Suddenly, from the distance, a friend, Mike, approaches with wild reckless speed. He's heading right for my conversation. My conversation. No, I think to myself. Not this time. Coolly I turn my body 90 degrees in an attempt to box out this social wannabe. At this point, I am willing to make a certain sacrifice to protect my social stability, a sacrifice that involves acknowledging the inexplicable way I've turned my current conversation into what can best be described as a right angle of people. My back to Mike, I smile awkwardly at my dear acquaintance and pray that my realignment has caused a gravitational deflection of Mike's oncoming trajectory.
It's no use. In a brilliant maneuver, Mike swings wide around my defending body and enters the conversation from the opposite side. He makes a joke of his very own. What a stupid joke you moron, but what's this? My acquaintance laughs and turns his attention to him! O, bitter betrayal! Terrified, I jerk my head left and then right, surveying the room. My acquaintance has laughed too loud. A few heads have turned and spotted my threesome. A few bored people saunter over. Now there are enemies coming from all directions. It's all over now, I know. Nevertheless, I'm not giving up yet. I will fight to the god damn death.

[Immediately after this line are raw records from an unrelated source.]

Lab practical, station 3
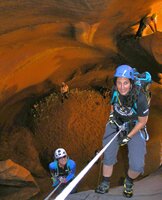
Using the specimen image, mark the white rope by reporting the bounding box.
[53,126,123,200]
[44,182,61,200]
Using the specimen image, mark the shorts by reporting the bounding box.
[102,122,147,173]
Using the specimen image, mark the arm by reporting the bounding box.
[65,160,76,182]
[60,87,63,94]
[66,85,69,93]
[108,105,114,123]
[119,115,148,146]
[50,169,55,177]
[148,24,155,32]
[49,162,60,187]
[128,90,149,138]
[128,115,148,138]
[110,105,114,112]
[153,21,157,32]
[49,162,56,177]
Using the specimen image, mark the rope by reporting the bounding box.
[53,126,123,200]
[44,182,61,200]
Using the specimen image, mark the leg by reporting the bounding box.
[103,164,113,177]
[64,92,69,99]
[95,123,119,194]
[123,131,146,197]
[128,169,140,179]
[135,21,146,38]
[128,131,146,174]
[61,94,65,103]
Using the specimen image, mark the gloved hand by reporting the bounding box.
[51,176,55,182]
[51,176,59,187]
[59,177,67,183]
[119,136,131,146]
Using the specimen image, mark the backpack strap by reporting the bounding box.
[110,90,119,104]
[66,159,70,170]
[53,160,59,176]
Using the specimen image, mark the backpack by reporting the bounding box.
[111,68,152,112]
[133,68,152,105]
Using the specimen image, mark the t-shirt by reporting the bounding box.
[112,90,149,123]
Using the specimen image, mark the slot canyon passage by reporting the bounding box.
[0,0,162,199]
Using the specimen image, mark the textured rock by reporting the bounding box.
[0,159,40,200]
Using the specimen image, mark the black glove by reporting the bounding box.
[119,136,131,146]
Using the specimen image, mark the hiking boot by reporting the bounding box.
[95,181,110,194]
[123,178,133,198]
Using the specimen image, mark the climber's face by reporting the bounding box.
[58,155,67,167]
[116,77,131,96]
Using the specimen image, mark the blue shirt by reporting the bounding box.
[49,159,76,187]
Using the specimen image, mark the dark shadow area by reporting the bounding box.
[0,79,59,132]
[115,34,162,82]
[39,148,53,172]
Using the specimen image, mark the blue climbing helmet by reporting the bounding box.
[114,65,134,80]
[111,67,152,110]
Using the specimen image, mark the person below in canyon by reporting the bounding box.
[135,13,157,39]
[60,82,69,103]
[95,65,150,198]
[49,148,77,195]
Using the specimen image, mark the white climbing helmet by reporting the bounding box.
[54,148,67,159]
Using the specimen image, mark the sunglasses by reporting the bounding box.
[59,155,67,160]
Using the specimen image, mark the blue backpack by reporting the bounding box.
[133,68,152,105]
[111,69,152,112]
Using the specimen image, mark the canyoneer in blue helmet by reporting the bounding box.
[95,64,151,198]
[114,65,134,80]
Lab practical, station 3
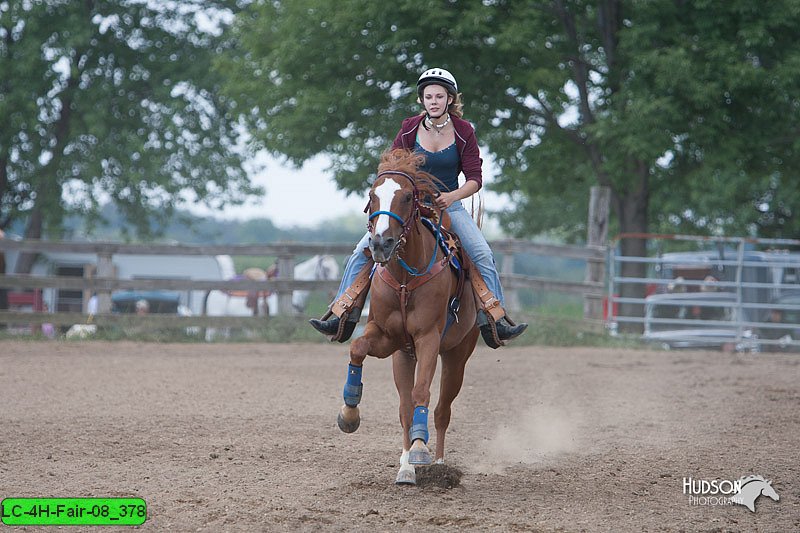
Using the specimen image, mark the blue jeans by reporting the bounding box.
[335,201,505,307]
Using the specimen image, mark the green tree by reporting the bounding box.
[0,0,260,271]
[223,1,800,232]
[220,0,800,324]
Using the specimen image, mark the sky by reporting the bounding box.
[189,151,512,230]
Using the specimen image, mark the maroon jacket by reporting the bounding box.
[391,114,483,189]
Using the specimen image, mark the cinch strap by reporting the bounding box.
[409,405,429,443]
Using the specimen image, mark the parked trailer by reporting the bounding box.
[609,234,800,351]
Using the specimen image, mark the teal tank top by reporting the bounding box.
[415,140,460,192]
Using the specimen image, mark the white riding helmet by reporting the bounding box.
[417,68,458,97]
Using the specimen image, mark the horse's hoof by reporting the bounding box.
[337,405,360,433]
[408,447,433,465]
[395,468,416,485]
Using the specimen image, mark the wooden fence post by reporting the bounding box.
[584,186,610,320]
[96,252,114,314]
[500,251,519,312]
[277,254,295,316]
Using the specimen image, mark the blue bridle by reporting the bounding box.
[368,171,442,277]
[368,209,405,226]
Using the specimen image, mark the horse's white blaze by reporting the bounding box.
[373,179,402,236]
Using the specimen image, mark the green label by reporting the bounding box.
[1,498,147,526]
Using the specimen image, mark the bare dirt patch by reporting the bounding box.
[416,463,463,490]
[1,341,797,531]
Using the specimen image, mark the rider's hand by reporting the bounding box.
[435,191,456,210]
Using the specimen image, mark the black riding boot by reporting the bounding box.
[496,317,528,340]
[478,311,528,349]
[309,316,340,335]
[309,306,362,342]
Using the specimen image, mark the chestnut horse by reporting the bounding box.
[337,149,479,485]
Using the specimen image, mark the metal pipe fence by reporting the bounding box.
[608,234,800,352]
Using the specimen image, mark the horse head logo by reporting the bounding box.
[730,475,780,512]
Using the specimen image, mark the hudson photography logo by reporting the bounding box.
[683,475,780,512]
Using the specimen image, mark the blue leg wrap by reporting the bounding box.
[409,405,429,443]
[343,364,363,407]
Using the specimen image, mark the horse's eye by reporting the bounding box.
[405,193,412,203]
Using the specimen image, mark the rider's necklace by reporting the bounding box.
[425,113,450,134]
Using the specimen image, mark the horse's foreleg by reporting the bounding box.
[396,448,416,486]
[337,322,395,434]
[393,350,417,484]
[407,332,440,465]
[393,350,416,449]
[337,361,363,433]
[434,336,475,462]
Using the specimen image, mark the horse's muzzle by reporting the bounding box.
[369,234,396,264]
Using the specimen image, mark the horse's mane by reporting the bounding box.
[377,149,443,198]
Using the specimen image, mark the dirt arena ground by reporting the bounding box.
[1,341,797,532]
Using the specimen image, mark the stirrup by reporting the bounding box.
[325,258,373,342]
[333,306,361,343]
[477,310,504,349]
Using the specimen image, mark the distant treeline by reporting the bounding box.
[7,204,367,246]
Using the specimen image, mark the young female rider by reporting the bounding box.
[310,68,527,346]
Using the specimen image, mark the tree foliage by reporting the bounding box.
[221,0,800,242]
[0,0,260,248]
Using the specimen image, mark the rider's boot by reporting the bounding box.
[477,310,528,348]
[308,314,341,336]
[309,308,363,340]
[470,270,528,349]
[309,260,373,343]
[498,316,527,340]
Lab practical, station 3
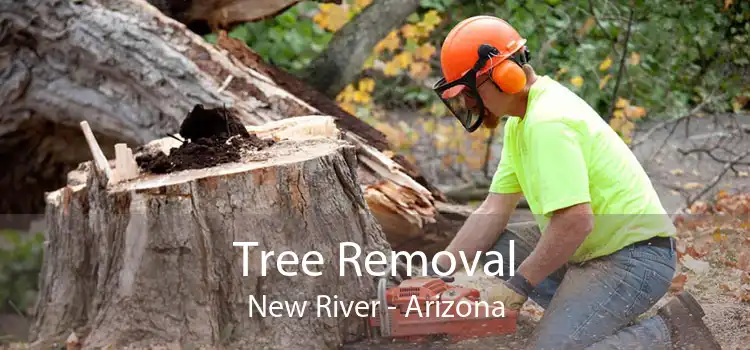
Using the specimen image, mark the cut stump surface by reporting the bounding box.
[31,130,391,349]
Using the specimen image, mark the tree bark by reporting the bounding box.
[300,0,422,97]
[145,0,343,34]
[31,122,391,349]
[0,0,469,256]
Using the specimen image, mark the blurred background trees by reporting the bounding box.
[203,0,748,181]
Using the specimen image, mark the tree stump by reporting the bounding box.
[30,113,393,349]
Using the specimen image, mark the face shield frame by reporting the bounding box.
[432,44,529,132]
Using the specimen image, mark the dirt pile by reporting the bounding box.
[136,104,275,173]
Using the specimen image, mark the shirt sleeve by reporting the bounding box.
[528,120,591,216]
[489,129,522,194]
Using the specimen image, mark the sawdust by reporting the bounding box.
[136,104,275,173]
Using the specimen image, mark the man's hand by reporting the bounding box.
[485,274,534,310]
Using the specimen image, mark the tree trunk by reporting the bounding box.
[300,0,422,97]
[0,0,470,256]
[30,119,391,349]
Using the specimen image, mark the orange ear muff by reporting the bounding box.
[490,60,527,94]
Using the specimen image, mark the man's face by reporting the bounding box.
[475,73,516,120]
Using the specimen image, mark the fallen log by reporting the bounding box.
[31,111,393,349]
[146,0,343,34]
[0,0,469,255]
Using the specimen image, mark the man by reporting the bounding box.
[428,15,721,349]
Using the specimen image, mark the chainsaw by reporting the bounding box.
[366,276,519,343]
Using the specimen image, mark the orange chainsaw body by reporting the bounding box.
[368,277,518,343]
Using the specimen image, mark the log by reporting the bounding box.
[31,115,393,349]
[146,0,344,35]
[0,0,469,257]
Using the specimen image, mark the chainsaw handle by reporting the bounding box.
[440,276,455,283]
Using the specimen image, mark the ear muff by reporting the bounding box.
[489,59,527,94]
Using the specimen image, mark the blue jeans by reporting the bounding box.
[483,222,677,349]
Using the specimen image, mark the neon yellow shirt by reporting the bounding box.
[489,75,676,262]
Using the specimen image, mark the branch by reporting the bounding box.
[606,4,635,121]
[300,0,421,97]
[681,150,750,212]
[629,103,706,149]
[677,147,750,167]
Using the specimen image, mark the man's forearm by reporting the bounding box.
[435,196,518,271]
[516,209,592,286]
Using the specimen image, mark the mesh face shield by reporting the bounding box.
[433,44,529,132]
[433,75,486,132]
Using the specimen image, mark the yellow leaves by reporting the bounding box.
[683,182,704,190]
[408,61,431,80]
[712,229,728,243]
[401,24,420,39]
[314,0,376,32]
[628,52,641,65]
[339,102,356,115]
[429,102,446,117]
[616,97,629,109]
[394,51,413,69]
[599,74,612,89]
[570,76,584,88]
[670,168,685,176]
[614,98,647,120]
[417,10,442,36]
[336,77,376,115]
[625,105,647,119]
[414,43,436,61]
[374,30,401,54]
[313,3,350,32]
[599,56,613,71]
[370,10,441,81]
[724,0,734,10]
[354,0,372,11]
[422,118,436,134]
[577,16,596,37]
[422,10,441,28]
[358,78,375,93]
[362,54,375,69]
[376,121,418,151]
[609,97,647,144]
[383,59,400,76]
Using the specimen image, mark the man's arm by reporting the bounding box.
[435,192,522,270]
[512,119,593,288]
[516,203,593,286]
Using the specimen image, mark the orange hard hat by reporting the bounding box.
[432,16,529,132]
[439,15,527,84]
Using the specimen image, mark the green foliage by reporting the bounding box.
[206,2,334,74]
[208,0,748,132]
[0,230,44,315]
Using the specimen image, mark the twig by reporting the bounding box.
[677,146,750,166]
[8,299,23,316]
[682,149,750,211]
[166,134,185,143]
[643,116,685,166]
[80,121,113,182]
[217,75,234,93]
[630,102,705,149]
[607,4,635,121]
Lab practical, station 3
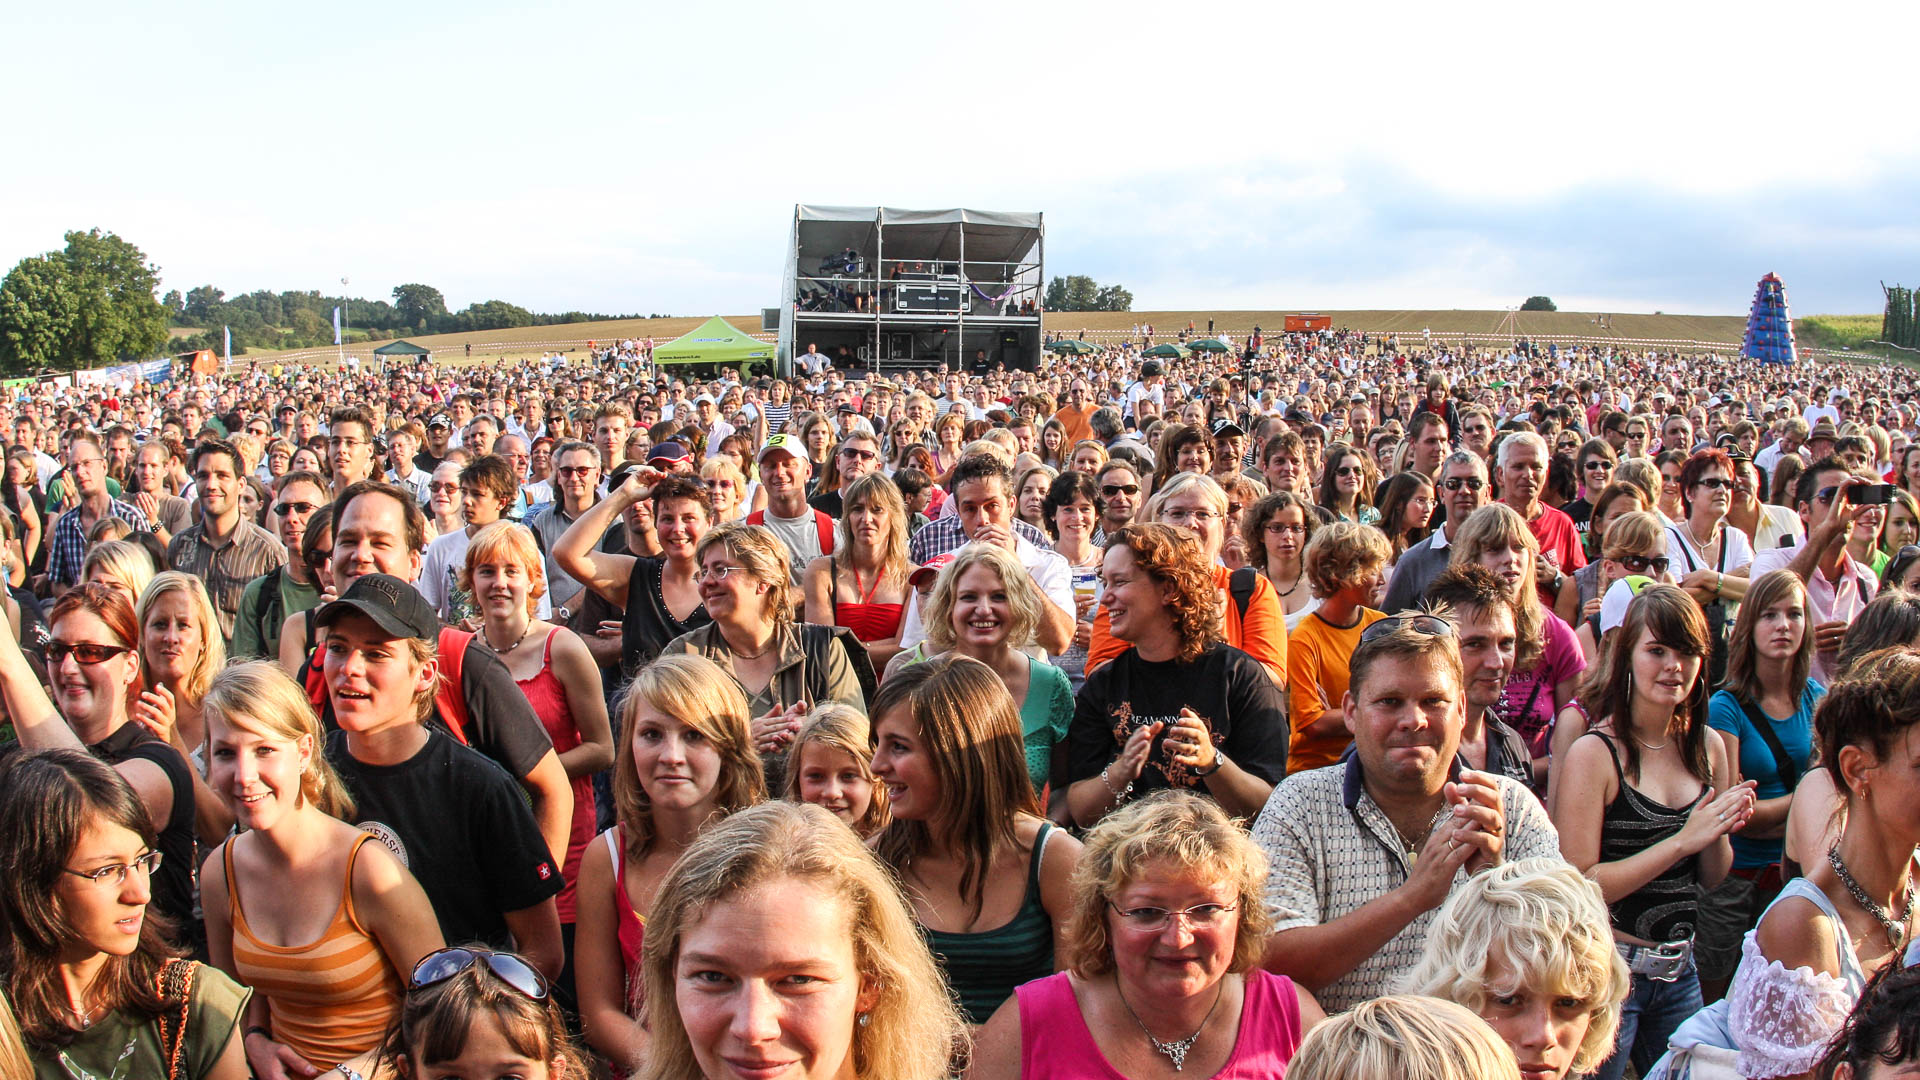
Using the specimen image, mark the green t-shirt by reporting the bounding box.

With each new person added to the small mob, I try to chip in at the conversation with little witticisms to make my presence known. Everyone totally saw that I was here first, anyway. Again, it's no use. My fruitless desperation slowly gives way to the imminent circle that begins to form and tighten. I start to feel constricted on both sides. My arms are pressed against my sides, and the intense wave of body head shoots my temperature through the ceiling. Voices bounce and reflect back and forth across the walls of the circle, pounding at my small body and beating it backwards, until finally, here I am in my usual position, standing behind the little crack between Mike and Steve. Steve isn't that tall, so I can sort of crane my neck over his shoulder and peer in at the ensuing fun that seems to be going on in a world outside my own. I have fallen. My ego, once stroked, has been reduced to fluttering each time I succeed in eye contact with someone from The Group. I don't quite make out everything they're saying, because the music's kind of loud in here, but I don't really dislike Katy Perry, anyway. Whenever Mike or Steve talk, though, I hear their words easily, and I feel vicariously as if I'm a part of their words, as if in some small way, my presence has some bearing on the wind of influence that blows into them from behind. My acquaintance looks at me from across the way, and I yearn for some kind of acknowledgment, some hint that he knows things were simpler once, more beautiful. There is no spark in his eyes, though, and I can only guess that he's already forgotten my name. I shrink back, hesitantly, and I make one meek and final push toward the circle, but there's no give between Mike and Steve. The Group has everyone it needs. And I am alone. I remember the joke I told just five minutes prior, and I chuckle quietly to myself. Yes, it was a good one. I tell it again in my head. Yes, very good.